It's good that you corrected that error replacing V with x. That's an important distinction in the integration process. However, it doesn't really change the difficult part of your problem, and that is the solution to your equation
p-q-lambda = sqrt(r*lambda+exp(lambda-x))
That is where you need to concentrate your energies.
As for the variable upper limit of integration, namely, a lambda which varies with x, both 'quad2d' and 'integral2' provide for the limits of integration on the inner integral to be variable in accordance with function handles. In other words they are able to integrate over a non-rectangular x,y region. You should read up the description of these function handles carefully to abide by their rules. That fact that your upper limit is not in the form of an explicit expression does not matter.

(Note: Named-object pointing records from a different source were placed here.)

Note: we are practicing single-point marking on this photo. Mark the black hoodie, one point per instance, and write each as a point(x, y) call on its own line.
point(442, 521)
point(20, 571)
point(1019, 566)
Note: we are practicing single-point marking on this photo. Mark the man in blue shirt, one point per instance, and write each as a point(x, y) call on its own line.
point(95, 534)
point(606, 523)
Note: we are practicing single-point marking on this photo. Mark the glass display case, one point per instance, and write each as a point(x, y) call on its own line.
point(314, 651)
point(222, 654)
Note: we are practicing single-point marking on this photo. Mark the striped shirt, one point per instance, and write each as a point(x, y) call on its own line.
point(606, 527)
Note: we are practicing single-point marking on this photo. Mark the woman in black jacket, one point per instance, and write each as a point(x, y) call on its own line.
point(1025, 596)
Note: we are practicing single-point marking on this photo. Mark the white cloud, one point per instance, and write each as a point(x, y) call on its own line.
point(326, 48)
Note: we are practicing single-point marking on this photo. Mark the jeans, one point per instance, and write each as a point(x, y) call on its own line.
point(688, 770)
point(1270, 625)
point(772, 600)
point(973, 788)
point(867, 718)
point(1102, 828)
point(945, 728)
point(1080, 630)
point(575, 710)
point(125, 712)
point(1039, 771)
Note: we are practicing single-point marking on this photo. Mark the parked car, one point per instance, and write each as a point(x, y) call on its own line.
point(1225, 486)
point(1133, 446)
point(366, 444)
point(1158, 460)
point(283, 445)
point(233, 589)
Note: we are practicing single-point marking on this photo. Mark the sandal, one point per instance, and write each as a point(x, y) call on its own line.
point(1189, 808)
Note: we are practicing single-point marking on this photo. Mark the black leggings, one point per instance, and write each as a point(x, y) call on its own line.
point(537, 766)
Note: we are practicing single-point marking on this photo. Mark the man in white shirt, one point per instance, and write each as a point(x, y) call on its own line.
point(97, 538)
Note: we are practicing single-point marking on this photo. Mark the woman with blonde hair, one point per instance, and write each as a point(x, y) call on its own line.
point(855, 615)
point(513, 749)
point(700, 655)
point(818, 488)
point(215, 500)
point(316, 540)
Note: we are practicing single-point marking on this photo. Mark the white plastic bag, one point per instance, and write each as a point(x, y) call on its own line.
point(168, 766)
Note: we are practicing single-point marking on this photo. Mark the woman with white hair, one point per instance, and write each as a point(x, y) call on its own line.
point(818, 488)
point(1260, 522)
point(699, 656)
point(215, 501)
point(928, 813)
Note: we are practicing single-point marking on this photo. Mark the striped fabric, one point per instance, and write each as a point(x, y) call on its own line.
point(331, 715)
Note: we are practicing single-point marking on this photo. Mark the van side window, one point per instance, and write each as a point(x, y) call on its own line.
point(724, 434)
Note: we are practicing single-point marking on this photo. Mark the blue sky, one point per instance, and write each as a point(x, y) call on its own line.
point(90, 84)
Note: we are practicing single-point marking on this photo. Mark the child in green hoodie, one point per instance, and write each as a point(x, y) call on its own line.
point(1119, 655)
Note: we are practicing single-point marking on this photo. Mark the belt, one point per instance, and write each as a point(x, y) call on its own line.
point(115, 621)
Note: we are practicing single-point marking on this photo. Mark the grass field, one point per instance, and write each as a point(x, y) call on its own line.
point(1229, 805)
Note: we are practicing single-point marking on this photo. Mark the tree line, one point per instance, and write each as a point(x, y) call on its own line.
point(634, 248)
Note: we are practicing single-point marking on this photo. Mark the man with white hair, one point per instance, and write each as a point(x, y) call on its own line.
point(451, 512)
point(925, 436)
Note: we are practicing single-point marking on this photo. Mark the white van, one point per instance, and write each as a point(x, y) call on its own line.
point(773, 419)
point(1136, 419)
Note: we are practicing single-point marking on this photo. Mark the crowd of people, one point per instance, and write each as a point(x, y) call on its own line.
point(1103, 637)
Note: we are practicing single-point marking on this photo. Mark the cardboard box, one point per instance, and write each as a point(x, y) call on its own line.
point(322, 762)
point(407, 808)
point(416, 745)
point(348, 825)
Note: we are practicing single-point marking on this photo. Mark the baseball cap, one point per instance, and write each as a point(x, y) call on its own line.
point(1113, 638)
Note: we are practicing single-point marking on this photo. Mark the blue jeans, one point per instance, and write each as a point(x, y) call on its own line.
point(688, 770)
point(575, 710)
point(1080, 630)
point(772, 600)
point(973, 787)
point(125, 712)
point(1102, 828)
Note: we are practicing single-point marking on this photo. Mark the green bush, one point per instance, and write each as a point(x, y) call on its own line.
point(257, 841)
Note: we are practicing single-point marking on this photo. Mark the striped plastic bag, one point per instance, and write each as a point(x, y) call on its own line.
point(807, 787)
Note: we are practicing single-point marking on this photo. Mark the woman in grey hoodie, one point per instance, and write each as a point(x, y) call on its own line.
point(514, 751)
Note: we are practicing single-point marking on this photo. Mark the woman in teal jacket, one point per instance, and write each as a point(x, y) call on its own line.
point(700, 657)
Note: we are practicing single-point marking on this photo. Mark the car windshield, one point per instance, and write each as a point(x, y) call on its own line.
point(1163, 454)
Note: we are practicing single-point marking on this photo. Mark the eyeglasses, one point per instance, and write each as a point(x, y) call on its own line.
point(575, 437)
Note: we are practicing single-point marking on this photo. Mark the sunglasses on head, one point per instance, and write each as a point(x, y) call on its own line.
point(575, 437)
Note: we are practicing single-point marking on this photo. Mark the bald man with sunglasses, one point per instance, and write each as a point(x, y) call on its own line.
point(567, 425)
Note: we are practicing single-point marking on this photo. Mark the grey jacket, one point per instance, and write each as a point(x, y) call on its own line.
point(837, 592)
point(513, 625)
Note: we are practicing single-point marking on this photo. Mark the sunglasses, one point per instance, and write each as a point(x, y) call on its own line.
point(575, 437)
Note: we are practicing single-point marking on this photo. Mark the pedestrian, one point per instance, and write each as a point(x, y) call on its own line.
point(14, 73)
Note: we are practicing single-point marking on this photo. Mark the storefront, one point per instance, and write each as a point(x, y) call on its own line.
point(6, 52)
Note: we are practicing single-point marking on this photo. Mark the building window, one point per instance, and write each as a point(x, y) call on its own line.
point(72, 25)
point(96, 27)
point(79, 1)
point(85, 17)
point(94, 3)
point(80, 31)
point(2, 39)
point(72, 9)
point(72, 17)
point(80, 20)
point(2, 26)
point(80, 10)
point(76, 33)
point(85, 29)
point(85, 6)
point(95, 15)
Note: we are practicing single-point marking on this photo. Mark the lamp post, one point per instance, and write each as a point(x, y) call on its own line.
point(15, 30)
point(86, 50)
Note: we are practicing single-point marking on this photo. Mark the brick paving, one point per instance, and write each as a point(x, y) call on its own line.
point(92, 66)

If you can write a function that has the ability to return lambda's that correspond to entered x's, that is all that is needed to do the integration with either of these integration functions.
If I were doing your problem I would be tempted to use matlab's 'fzero' function to produce 'lambda'. Obviously you cannot do it with an anonymous function. It has to be an m-file function or subfunction. The integration routine is going to call on it with x values in the form of either vectors or perhaps matrices. You have to write the function to deal with each x value as a separate problem probably using for-loops and produce a corresponding lambda and then return with a like vector or matrix of these lambda values.
Within these for-loops you are faced with the same problem as before - given a single value of x, find the lambda value that satisfies the above equation. The 'fzero' routine allows you to enter a two-valued vector as your "estimate" argument, which I recommend. As the lower value you should use the least possible value that lambda could have. It should be so low that it always satisfies the inequality
p-q-lambda - sqrt(r*lambda+exp(lambda-x)) > 0
Perhaps zero would always serve there but you should check that out. It should also satisfy
r*lambda+exp(lambda-x) >= 0
so as to avoid complex results which would be disturbing to 'fzero'.
Choosing the upper value of the interval is perhaps a little trickier. The upper value must reverse the inequality above so that
p-q-lambda - sqrt(r*lambda+exp(lambda-x)) < 0
To accomplish this you may have to do a little iteration of your own, say repeatedly doubling some starting value until the inequality holds. Or perhaps you might discover some more sophisticated method. Just make sure it doesn't take any longer than the iteration done by 'fzero' does.
Once you have these two inequalities both satisfied, your solution will be pinned somewhere between them and 'fzero' will certainly "zero" in on the solution, and rather rapidly if I am not mistaken.
You will have to face the fact that computation will require more time than would be usual for a double integration procedure because of the heavy demands made on 'fsolve' to find 'lambda'.
That is an outline of how I would do the problem. I hope you manage to make it work.

  1 Comment

Hello Roger, this is what I've been looking for. After reading this, I have a rough idea what I'm suppose to do. but I'm a little confused. I'm not sure how would I use an m-file or a sub-function to call the integration and how would I use for loops to solve for lambda at each x in the integration. can you show me using a simple example or can you show me using simple code (even pseudo code) on what exactly would you have done to solve this. Thank You.